Thomas Piketty se fraie un chemin, tout sourire, iPhone à la main, chemisette, pantalon impeccable et droit, un quasi-look de mod, coupe comprise. Aucune angoisse ne transparaît alors que son ouvrage concentre un feu nourri d’une gauche radicale qui le voit au mieux en miroir aux alouettes de la contestation, au pire en trompe-l’œil keynésien face aux nécessités de la révolution. La modératrice des débats annonce qu’Olivier Besancenot aura quelques minutes de retard, son bureau de poste est en grève et il n’a donc pas pu partir à l’horaire habituel. Un petit rire part sur le coté droit : “Ils travaillent plus à La Poste quand ils sont en grève.” Il semblerait que les fondamentaux soient à revoir.
Des membres d’Attac se pointent en voisins et font poser dès son arrivée le leader du NPA sur une des chaises dont on apprend qu’elles ont été réquisitionnées à la succursale HSBC de Bayonne… Olivier Besancenot se charge de l’intro. Ou plutôt, nous livre sa fiche de lecture. Sérieuse et appliquée. Qui ne tarit pas d’éloges pour le pavé de Piketty. Pour le sérieux du travail et surtout la “bouffée d’oxygène” que constitue ce best-seller, notamment “dans le contexte actuel”. Cet hommage est l’occasion d’envoyer quelques piques à ceux qui trimballent leur obsession “bismarckienne” ou enfilent “des marinières pour se donner un genre”. Et aussi à sa propre famille politique : “On peut se demander pourquoi un tel livre ne vient pas de chez nous” – comprendre de chez les marxistes.
“Troïka m’a tuer”
Thomas Piketty ne boude pas son plaisir et s’offre quelques gourmandises de circonstance dans ses réponses : “Je ne sais pas qui est le plus révolutionnaire de nous deux, moi, je veux juste réussir la révolution.” L’assistance écoute attentivement. Lorsque viendra l’heure des questions, personne ne troublera la convention toute scolaire des échanges. À part quand le traditionnel militant sans âge avec fort accent anglais de la Ligue trotskiste de France, secte marxiste-léniniste, qui vend son organe, Le Bolchevik, à la sortie de tous les manifestations ou événements vaguement de gauche fera lâcher à l’animatrice un soupir résigné en se levant avec son journal dans les mains. Ou lorsque la modératrice décidera de donner la parole aux femmes, renvoyant dans les cordes de leur machisme exacerbé les messieurs qui râleront de se sentir ainsi obligés de céder leur tour au nom de la parité.

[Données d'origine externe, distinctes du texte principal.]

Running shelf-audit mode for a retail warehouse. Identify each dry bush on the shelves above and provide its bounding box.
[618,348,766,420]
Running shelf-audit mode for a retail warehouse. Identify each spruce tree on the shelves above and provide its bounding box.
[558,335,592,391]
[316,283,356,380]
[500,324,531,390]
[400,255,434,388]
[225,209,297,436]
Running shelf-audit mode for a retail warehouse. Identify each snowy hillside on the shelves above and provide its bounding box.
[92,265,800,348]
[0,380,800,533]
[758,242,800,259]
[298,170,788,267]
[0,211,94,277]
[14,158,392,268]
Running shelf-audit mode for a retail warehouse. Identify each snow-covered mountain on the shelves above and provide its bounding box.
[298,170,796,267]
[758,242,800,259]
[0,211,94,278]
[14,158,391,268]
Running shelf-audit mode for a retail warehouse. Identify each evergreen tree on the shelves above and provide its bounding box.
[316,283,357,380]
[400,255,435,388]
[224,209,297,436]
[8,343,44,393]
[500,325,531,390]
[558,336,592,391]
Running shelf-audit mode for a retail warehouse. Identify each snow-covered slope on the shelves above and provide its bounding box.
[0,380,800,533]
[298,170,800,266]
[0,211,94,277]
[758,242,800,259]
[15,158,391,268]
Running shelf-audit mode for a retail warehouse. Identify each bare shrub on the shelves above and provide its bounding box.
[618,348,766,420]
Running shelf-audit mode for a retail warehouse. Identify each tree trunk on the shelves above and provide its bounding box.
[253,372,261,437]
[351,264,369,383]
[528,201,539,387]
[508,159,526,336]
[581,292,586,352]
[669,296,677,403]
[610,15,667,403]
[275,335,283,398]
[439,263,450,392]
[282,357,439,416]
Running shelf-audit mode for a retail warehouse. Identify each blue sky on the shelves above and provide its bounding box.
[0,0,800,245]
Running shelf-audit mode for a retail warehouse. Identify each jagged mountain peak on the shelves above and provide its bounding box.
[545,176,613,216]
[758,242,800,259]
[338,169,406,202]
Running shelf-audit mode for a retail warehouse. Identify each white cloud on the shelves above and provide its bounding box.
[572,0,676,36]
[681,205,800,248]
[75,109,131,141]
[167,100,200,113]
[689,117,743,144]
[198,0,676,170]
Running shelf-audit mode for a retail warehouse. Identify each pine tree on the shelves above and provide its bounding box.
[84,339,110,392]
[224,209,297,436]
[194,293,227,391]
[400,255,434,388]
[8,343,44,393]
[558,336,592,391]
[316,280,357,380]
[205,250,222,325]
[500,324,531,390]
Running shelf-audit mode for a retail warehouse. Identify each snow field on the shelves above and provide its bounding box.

Pour le reste, cela questionne sévère sur la Grèce, à coups de “Troïka m’a tuer”. La dette est disséquée, la création monétaire invoquée, Podemos se grime en Barça de la radicalité (tout le monde aime sans savoir pourquoi) et le rôle du politique face à l’économique cisèle l’ensemble des propos d’une précieuse dentelle théorique. Le tout dans les strictes limites de la politesse. La seule attaque : une vague accusation d’être “mainstream”.
Finalement , Thomas Piketty s’offrira le luxe d’un petit hara-kiri symbolique auprès des sympathiques militants en face de lui : “Vous savez, je ne suis qu’un chercheur en sciences sociales, et qu’est-ce que c’est ? C’est un citoyen qui a la chance d’être payé à consulter des archives et des données.”